Um die Erwerbsbeteiligung von Frauen in Deutschland zu fördern, wurde in den vergangenen Jahren viel unternommen. Neben dem Ausbau der Kinderbetreuungseinrichtungen und der Einführung des Elterngelds wurde auch das Elterngeldplus 2015 auf den Weg gebracht. Obwohl die Erwerbsbeteiligung von Frauen deutlich gestiegen ist, sind die Verbesserungen bei der Arbeitszeit eher gering.

Zu dieser Erkenntnis kommt Dr. Angelika Kümmerling vom Institut Arbeit und Qualifikation der Universität Duisburg-Essen. Ihre Analyse der Arbeitszeitausprägungen, die in „Sozialpolitik aktuell“ veröffentlicht wurde, basiert auf dem European Labour Force Survey.

Angleichung in ganz kleinen Schritten
Im Jahr 2015 arbeiteten Frauen im Durchschnitt 30,1 Stunden pro Woche. Die Arbeitszeit eines Mannes betrug dagegen durchschnittlich 38,3 Stunden in der Woche. Damit lag die Differenz zwischen den Arbeitszeiten der Geschlechter, die sogenannte Gender Time Gap, bei 8,2 Stunden.

Im Zeitraum zwischen 2003 und 2005 kam es in Deutschland zu einem sichtbaren Anstieg der Arbeitszeitdifferenz. In den darauf folgenden Jahren und auch während der Krise 2013 blieb sie auf einem stabilen Niveau. Erst in den letzten Jahren zeichnet sich wieder eine kleine Verringerung der Gender Time Gap ab.

Diese Annäherung in den Arbeitszeiten zwischen den Geschlechtern ist jedoch nicht auf die Erhöhung der Arbeitszeiten von Frauen zurückzuführen. Vielmehr liegt es an der Verkürzung bei den Arbeitszeiten der Männer. Als eine mögliche Ursache hierfür vermutet die Wissenschaftlerin den steigenden Anteil der Teilzeitbeschäftigung unter den Männern. Diese stieg von 5,2 Prozent im Jahr 2003 auf neun Prozent im Jahr 2015.

Deutsche Entwicklung verläuft entgegen europäischem Trend
In der Europäischen Union betrug die Gender Time Gap 5,8 Stunden und reduzierte sich damit seit 2003 um 0,3 Stunden. Somit verläuft die deutsche Entwicklung entgegen dem europäischen Trend. Zusammen mit Österreich hat Deutschland die dritthöchste Arbeitszeitdifferenz.
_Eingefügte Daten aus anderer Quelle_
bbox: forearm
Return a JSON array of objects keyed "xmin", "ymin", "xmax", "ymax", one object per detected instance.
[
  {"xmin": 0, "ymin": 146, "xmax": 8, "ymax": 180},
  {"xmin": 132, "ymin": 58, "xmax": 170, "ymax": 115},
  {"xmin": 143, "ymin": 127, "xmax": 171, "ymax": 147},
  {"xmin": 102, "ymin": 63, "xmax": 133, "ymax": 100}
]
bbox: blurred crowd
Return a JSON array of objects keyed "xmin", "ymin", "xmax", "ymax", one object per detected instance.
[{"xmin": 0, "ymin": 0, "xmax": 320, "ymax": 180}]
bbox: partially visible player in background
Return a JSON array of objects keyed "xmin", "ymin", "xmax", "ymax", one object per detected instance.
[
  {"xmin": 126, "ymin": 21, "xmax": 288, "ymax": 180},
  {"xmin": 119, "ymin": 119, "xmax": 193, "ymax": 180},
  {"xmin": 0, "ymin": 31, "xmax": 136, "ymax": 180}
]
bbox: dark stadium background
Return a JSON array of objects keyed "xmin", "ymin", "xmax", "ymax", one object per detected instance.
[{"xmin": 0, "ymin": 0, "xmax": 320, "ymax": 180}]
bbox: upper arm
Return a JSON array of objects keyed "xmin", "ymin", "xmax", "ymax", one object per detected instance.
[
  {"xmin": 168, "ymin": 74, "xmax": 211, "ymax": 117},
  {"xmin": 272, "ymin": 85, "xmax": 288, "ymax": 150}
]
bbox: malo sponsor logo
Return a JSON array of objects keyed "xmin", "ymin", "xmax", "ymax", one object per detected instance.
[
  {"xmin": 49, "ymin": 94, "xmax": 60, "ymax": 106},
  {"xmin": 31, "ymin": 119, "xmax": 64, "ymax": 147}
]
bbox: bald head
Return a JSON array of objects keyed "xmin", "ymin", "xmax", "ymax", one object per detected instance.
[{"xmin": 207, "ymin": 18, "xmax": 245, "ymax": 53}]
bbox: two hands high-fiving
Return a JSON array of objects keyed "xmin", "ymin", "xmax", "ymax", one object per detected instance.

Lediglich in Großbritannien und in den Niederlanden ist die Gender Time Gap noch höher.

Im EU-Vergleich zeigt sich, dass bei der Integration von Frauen auf dem Arbeitsmarkt eine hohe Varianz herrscht. In vielen Ländern mit einer überdurchschnittlich hohen weiblichen Erwerbsbeteiligung, wie zum Beispiel Deutschland, Großbritannien und Österreich, ist die Arbeitszeitdifferenz zu den Männern sehr hoch. Hingegen liegt die Arbeitszeitlücke bei hoher Erwerbsbeteiligung von Frauen in nordischen Ländern, wie Schweden oder Estland, unter dem EU-Durchschnitt. Daher nimmt Dr. Angelika Kümmerling an, dass die Arbeitszeit von Frauen durch eine Vielzahl von Faktoren beeinflusst wird.

Geschlechterspezifische Strategien ebnen den Weg
Der kontinuierlich hohe Abstand zu den Arbeitszeiten der Männer verdeutlicht, dass es zwischen den Geschlechtern unterschiedliche Strategien gibt, erwerbstätig zu sein. Diese geschlechterspezifischen Strategien haben laut Dr. Kümmerling ein hohes Maß an Beständigkeit. Männer sind nahezu ausschließlich in Vollzeit beschäftigt. Frauen hingegen setzen in bestimmten Lebensphasen auf ein Beschäftigungsverhältnis mit niedrigen Stundenzahlen, um sich intensiver der Kinderbetreuung widmen zu können.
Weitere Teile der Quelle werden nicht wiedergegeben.